When playing Fratres, violinist Daniel Pioro walks somewhat awkwardly around Goldsmith; the Ensemble’s artistic director Jonathan Morton performs Spiegel Im Spiegel more conventionally, but there is no more sense of a connection with the spoken elements.
During the closing performance of Tabula Rasa, Goldsmith stands among the musicians, but this is no more convincing than the earlier use of the musicians as silent actors.
A third element of the performance features Sarah Short reading excerpts from Marcus Sedgwick’s Snow. Like the rest of what is presented, this is of value in itself, being a quietly devastating meditation on our relationship with the natural world from a genuinely interesting writer who has in particular written some very good books for young people.

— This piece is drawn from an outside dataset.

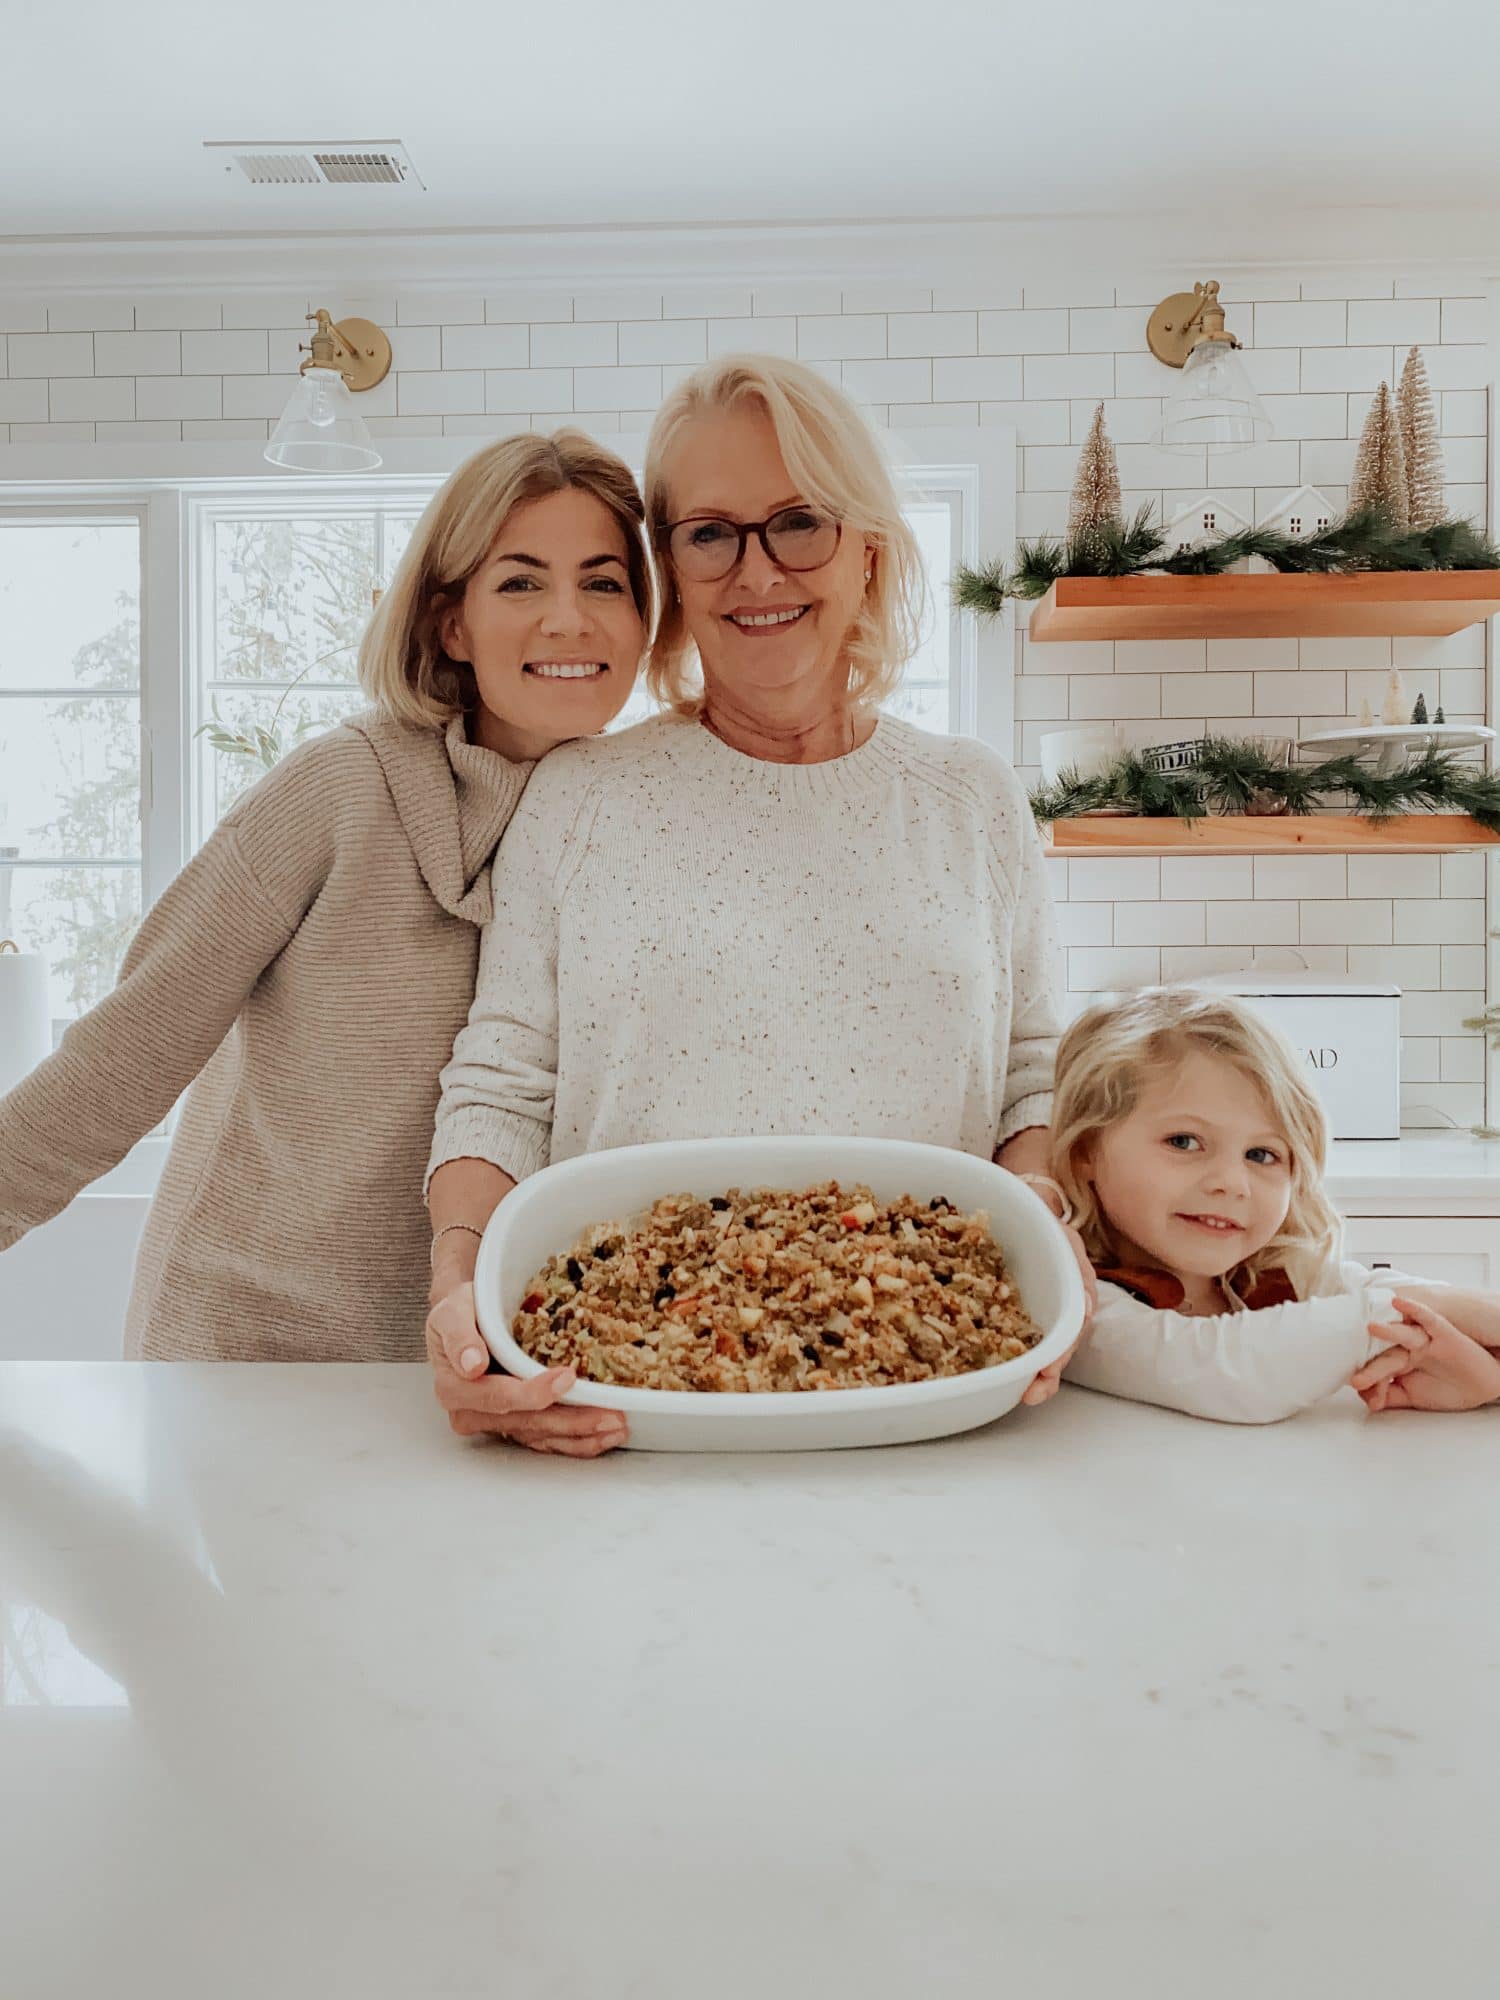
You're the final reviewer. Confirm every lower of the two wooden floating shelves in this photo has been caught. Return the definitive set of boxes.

However, in this context it just provides another strand that fails to knit together, giving the production the feeling of a variety show rather than a coherent whole. Much of Matthew Lenton’s design is extremely striking, helped greatly by Kai Fischer’s lighting, but as conceiver, co-writer and director, Lenton’s overall control of events is less sure-footed.
The culmination of the piece is the performance of the work that provides the title. Depending on your point of view, it is either a wonderfully emotional, spiritually informed and straightforward corrective to much of modern music, or a piece of bland, sentimental archaism.
At any rate, it is performed here with genuine skill and no little emotion, despite the unforgiving acoustic of a theatre space not ideally suited to classical music. Morton and Clio Gould’s violin duet is ably backed up by the ensemble – not least by Sophia Rahman’s prepared piano, strangely gamelan-like at times. Rahman plays beautifully throughout, especially considering the other piano is an upright that looks (and sometimes sounds) as if it would be more at home in a Western saloon scene than a classical recital.
I cannot be the only person who, on hearing of Tabula Rasa in a musical context, thought of Einstürzende Neubauten before Pärt. Some of Neubauten’s noise and grit would have been welcome in this thoroughly accomplished, overly reverential, oddly assorted and strangely flat affair.